Processes of Object-Oriented Development

Artifact Links

Burndown
Backlog
Sprint 2 Backlog
UI Video Demo
Sprint 3 Backlog
Presentation Outline
Presentation Slideshow
Sprint 2 UI Video
Design Documents
Vision Statement
Demo Video

Installation/Requirements

This project requires Python 3+ and makes use of several frameworks, e.g. Flask, Angular, Keras, etc. It assumes you are using a Unix-based system. You'll also probably need to have ffmpeg installed and accessible on your system. To setup your environment, please make a new virtualenv using python -m venv venv and then activate it by using source venv/bin/activate. Then, run pip install -r requirements.txt. Note that you may need to have numpy installed first, as one of the packages' dependencies requires it; you can do that by running pip install numpy first.

Run the App

To run the web app, please open two shells and run the following commands.

First shell:

  1. cd static
  2. ng serve

Second shell:

  1. export FLASK_APP=server.py
  2. flask run

Major Components

  • A-Frame - visualisation engine
  • Angular - app frontend
  • Flask - app backend
  • Keras - framework for defining our neural networks
  • Pandas - data wrangling
  • LibROSA - used to generate spectrograms for use in the detection network
  • Tensorflow - underlying engine for Keras
  • YouTube-dl - used to process YouTube links for download

Other Stuff

We used the Free Music Archive to train the genre detection neural network; the fma_small dataset was chosen as it contains a total of 8000 30-second tracks balanced across eight (8) genres, including newly popular ones such as electronic(a).

Preparing the Backend

In order to use the model to predict genres, it must first be trained.

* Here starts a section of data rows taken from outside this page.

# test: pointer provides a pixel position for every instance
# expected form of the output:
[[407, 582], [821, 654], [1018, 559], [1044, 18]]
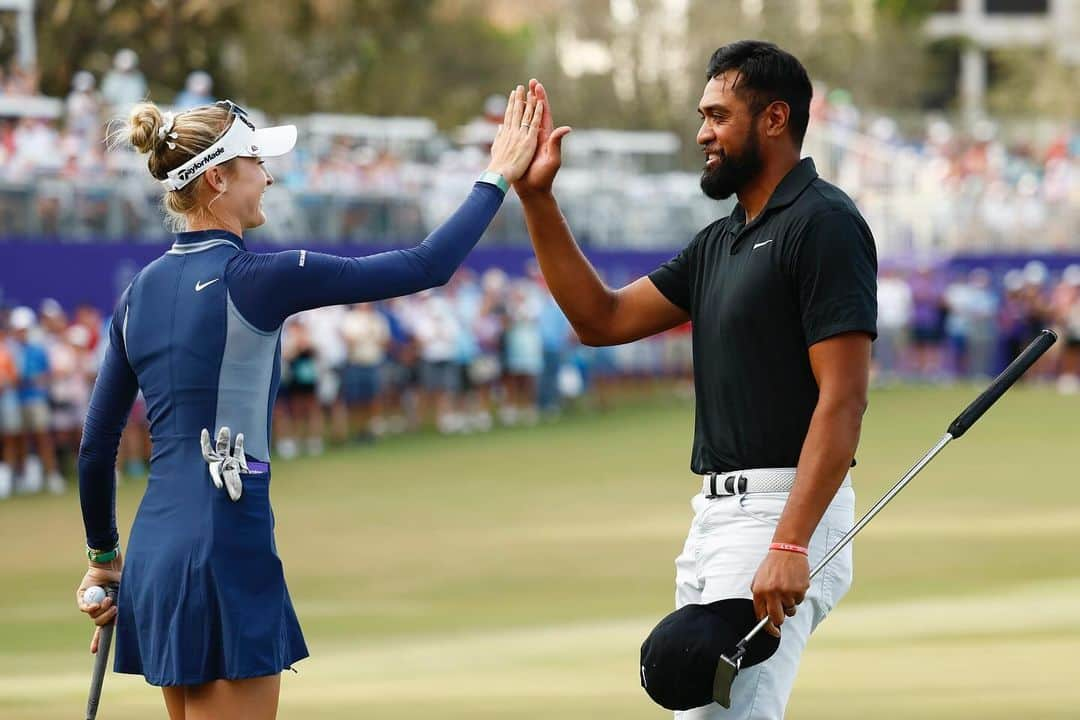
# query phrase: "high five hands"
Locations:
[[549, 155], [527, 148]]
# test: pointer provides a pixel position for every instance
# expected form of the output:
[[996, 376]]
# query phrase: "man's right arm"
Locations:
[[599, 315]]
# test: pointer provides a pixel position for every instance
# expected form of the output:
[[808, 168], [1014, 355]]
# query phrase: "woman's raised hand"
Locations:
[[516, 140]]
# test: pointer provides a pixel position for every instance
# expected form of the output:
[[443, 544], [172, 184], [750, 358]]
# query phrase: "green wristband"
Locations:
[[496, 179], [102, 556]]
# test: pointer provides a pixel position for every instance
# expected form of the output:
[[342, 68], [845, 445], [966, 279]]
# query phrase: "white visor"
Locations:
[[240, 140]]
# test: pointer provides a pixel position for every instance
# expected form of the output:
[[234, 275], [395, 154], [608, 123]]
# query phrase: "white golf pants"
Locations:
[[729, 537]]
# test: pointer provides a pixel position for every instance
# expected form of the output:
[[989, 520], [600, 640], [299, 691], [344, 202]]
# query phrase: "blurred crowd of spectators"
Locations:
[[489, 350], [923, 185], [483, 351], [935, 325], [936, 188]]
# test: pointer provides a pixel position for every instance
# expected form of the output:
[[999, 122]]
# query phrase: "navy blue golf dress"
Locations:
[[203, 594]]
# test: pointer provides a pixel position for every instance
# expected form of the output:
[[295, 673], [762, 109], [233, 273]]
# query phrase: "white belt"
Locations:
[[741, 481]]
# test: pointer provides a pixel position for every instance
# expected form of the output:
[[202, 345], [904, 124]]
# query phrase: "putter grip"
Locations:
[[1001, 383], [100, 661]]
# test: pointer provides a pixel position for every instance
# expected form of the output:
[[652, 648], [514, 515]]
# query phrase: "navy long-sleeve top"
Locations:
[[199, 331]]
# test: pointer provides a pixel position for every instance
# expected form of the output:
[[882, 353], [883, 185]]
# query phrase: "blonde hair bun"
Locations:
[[143, 126]]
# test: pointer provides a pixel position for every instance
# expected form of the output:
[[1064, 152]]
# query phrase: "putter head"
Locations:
[[692, 655], [726, 671]]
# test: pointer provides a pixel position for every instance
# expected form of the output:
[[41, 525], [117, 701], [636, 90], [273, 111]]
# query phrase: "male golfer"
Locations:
[[782, 296]]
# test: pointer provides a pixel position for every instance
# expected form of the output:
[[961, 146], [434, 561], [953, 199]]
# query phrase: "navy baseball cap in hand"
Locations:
[[679, 656]]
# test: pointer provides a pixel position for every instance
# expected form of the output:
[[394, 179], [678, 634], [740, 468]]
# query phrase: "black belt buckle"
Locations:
[[733, 485]]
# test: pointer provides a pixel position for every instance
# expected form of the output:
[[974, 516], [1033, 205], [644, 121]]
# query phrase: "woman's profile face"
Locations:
[[253, 180], [244, 181]]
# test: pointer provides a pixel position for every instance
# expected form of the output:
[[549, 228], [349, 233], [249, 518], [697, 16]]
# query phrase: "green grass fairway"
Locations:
[[514, 574]]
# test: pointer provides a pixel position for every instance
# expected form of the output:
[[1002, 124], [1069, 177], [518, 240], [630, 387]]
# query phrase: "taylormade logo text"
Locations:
[[190, 172]]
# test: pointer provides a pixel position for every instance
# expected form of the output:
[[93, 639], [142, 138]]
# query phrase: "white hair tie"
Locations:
[[166, 130]]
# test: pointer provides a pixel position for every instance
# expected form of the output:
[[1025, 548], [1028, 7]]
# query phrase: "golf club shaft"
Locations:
[[100, 661], [962, 422], [866, 518]]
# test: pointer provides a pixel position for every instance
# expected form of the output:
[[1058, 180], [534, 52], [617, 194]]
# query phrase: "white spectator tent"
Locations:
[[642, 151], [49, 108], [26, 41], [404, 137]]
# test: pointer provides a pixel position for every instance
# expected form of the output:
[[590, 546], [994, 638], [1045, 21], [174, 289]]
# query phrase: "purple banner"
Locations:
[[97, 273]]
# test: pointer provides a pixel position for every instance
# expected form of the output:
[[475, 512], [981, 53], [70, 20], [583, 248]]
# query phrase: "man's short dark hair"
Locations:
[[766, 75]]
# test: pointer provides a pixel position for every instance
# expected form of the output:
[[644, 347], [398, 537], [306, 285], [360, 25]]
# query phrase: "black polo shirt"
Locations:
[[759, 295]]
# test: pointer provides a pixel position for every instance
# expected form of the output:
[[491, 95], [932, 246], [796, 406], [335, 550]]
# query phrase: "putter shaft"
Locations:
[[878, 506]]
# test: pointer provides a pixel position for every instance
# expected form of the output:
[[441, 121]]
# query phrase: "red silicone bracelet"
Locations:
[[790, 548]]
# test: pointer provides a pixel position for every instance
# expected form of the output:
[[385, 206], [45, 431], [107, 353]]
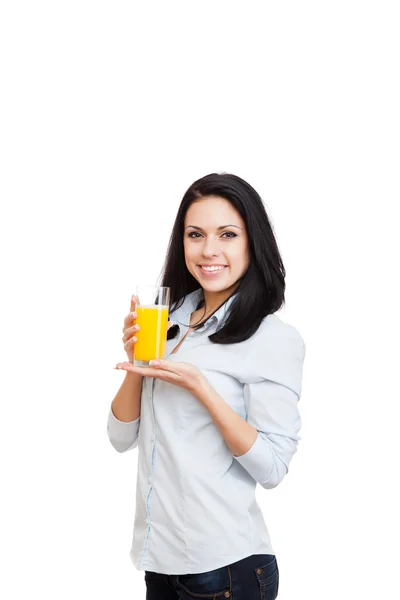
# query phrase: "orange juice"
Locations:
[[152, 335]]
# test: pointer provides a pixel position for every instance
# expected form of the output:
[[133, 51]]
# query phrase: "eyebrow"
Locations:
[[218, 228]]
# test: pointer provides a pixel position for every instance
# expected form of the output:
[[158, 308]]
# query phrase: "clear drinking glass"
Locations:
[[152, 317]]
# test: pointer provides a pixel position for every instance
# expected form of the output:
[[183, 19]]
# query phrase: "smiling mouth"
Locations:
[[212, 271]]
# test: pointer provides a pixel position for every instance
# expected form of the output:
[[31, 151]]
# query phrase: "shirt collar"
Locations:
[[190, 304]]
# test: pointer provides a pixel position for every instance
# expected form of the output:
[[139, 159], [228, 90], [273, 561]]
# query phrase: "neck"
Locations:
[[213, 300]]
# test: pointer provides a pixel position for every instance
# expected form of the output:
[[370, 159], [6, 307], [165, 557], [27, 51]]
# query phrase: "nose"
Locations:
[[211, 247]]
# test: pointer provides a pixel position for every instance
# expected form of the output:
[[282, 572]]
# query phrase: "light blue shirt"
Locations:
[[195, 502]]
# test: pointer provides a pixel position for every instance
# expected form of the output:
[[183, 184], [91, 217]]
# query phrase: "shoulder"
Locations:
[[273, 330], [275, 352]]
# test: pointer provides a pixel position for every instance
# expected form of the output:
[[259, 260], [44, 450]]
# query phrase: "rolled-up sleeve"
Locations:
[[271, 394], [123, 435]]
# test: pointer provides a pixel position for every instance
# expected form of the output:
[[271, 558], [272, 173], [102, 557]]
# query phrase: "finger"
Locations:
[[129, 319], [149, 372], [129, 344], [129, 331], [133, 303]]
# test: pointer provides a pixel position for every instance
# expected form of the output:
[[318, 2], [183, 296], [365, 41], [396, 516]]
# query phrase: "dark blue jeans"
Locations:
[[253, 578]]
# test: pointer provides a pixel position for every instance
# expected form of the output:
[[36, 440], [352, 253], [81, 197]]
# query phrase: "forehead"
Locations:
[[212, 210]]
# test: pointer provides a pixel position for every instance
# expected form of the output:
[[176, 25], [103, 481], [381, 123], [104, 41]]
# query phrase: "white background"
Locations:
[[109, 111]]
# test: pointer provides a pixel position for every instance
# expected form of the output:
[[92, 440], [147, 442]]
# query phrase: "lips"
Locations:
[[213, 272]]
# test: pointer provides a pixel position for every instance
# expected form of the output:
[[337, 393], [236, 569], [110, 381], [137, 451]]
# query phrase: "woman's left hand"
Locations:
[[182, 374]]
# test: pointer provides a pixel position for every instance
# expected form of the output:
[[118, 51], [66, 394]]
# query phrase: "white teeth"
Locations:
[[213, 268]]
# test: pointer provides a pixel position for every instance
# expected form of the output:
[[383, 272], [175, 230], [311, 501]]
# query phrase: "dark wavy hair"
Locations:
[[261, 290]]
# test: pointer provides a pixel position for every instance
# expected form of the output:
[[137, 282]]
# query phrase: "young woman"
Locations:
[[220, 413]]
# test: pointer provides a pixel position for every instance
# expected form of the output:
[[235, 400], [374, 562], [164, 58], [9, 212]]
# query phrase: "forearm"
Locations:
[[126, 404], [237, 433]]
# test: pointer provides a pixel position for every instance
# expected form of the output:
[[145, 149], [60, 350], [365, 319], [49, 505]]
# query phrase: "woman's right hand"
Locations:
[[130, 328]]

Before it can be trained, the dataset must be compiled into a pickle for easy passage to the network. Download your preferred flavor of the FMA dataset and extract it to the desired location. After extraction, change the AUDIO_DIR variable in pickler.py to the root of extracted dataset. Inspect all of the folders for any files that are 1-2 KB large; this is a sign of broken or corrupted files and will cause the script to stop before it dumps the dataset to a pickle. Adjust all the necessary bits and pieces regarding GENRES, genre_to_index, and tracks_dict. Finally, run python pickler.py to create a pickle that will be found at data.pkl.

After the pickle has been prepared, run python trainer.py. The network will automatically split the pickle into training and validation sets, and will train for a user-defined amount of epochs. Upon completion, the model and its weights will be saved to models.yaml and weights.h5 respectively.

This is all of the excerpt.